Lets start with a toy example system of equations
\begin{align} \frac{dx}{dt}&=x(1-x)-xy\\ \frac{dy}{dt}&=-y \end{align}
I'd like to show $(1,0)$ has a basin of attraction that includes all of $B:=\{(x,y): 0<x<1, y\geq 0 \}$. The x-axis is obviously attracting on $B$, given $dy/dt=-y$. And on the x-axis, the point x=1 attracts all positive $x$. How can we prove that all trajectories with initial conditions in $B$ flow to $(1,0)$. And does this concept generalize to systems as follows?
The general question in 2D, given a dynamical system
\begin{align} \frac{dx}{dt}=f(x,y)\\ \frac{dy}{dt}=g(x,y) \end{align}
with a globally attracting curve $C:=\{(x,y): y=h(x)\}$, such that all points $(x,y)$ not on $C$ approach $C$. My question is, if there exists a unique fixed point $(x^*,y^*)$ on $C$ such that it attracts all points on the curve $C$, can we call that fixed point globally stable. Intuitively it seems like it has to be. I'm wondering if anyone has a proof for this proposition or a counterexample?
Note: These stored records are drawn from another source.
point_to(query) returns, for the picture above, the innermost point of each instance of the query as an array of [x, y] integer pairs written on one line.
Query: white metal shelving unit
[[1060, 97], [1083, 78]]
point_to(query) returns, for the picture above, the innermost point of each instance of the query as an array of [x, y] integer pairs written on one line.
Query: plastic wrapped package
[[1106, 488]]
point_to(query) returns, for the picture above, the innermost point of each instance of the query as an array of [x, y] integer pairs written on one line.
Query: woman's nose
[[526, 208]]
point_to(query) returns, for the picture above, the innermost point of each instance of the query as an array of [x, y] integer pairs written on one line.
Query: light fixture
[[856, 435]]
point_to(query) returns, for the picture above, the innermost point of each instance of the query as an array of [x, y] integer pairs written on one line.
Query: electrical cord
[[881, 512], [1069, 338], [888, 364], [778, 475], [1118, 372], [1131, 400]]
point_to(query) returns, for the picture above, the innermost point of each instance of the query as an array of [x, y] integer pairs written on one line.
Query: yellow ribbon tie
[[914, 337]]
So for the example, one need only choose the Lyapunov function
\begin{equation} V(x,y)=y^2+(x+y-1)^2 \end{equation}
Clearly, $V(k,0)=0$ and $V(x,y)>0$ for all $(x,y)\neq(k,0)$ in $B$. Note
\begin{align} \dot{V}(x,y)&=2y\dot{y}+2(x+y-1)\dot{x}+2(x+y-1)\dot{y}\\ \end{align}
Case (1) $x>y-1$: the first and third therm are always negative because $\dot{y}$ is negative. The second term is negative because $x>y-1$ only includes points above the $dx/dt$ nullcline and hence, $\dot{x}>0$.
Case (2) $x<y-1$: The second term is negative because $x<y-1$ means $(x+y-1)<0$ sincle it also means $(x,y)$ is below the $dx/dt$ nullcline and hence, $\dot{x}>0$. Note that the third term is positive. However because $|x+y-1|<y$, (note $0<x \leq 1$ required to be in $B$) it is less positive than the first term is negative.
Case (3) $x=y-1$: $\dot{V}=-2y^2<0$.
Therefore $(k,0)$ attracks all trajectories on $B$. Here I exploited the fact that trajectories always flow down to the x axis, and the fact that in the x direction they flow towards the $dx/dt$ nullcline, which is why I chose $[x-x_{nullcline}(y)]^2$ in the Lyapunov function.
Unfortunately I don't think you will always be able to exploit this, so it doesn't help with the general proposition, but it might provide some insight.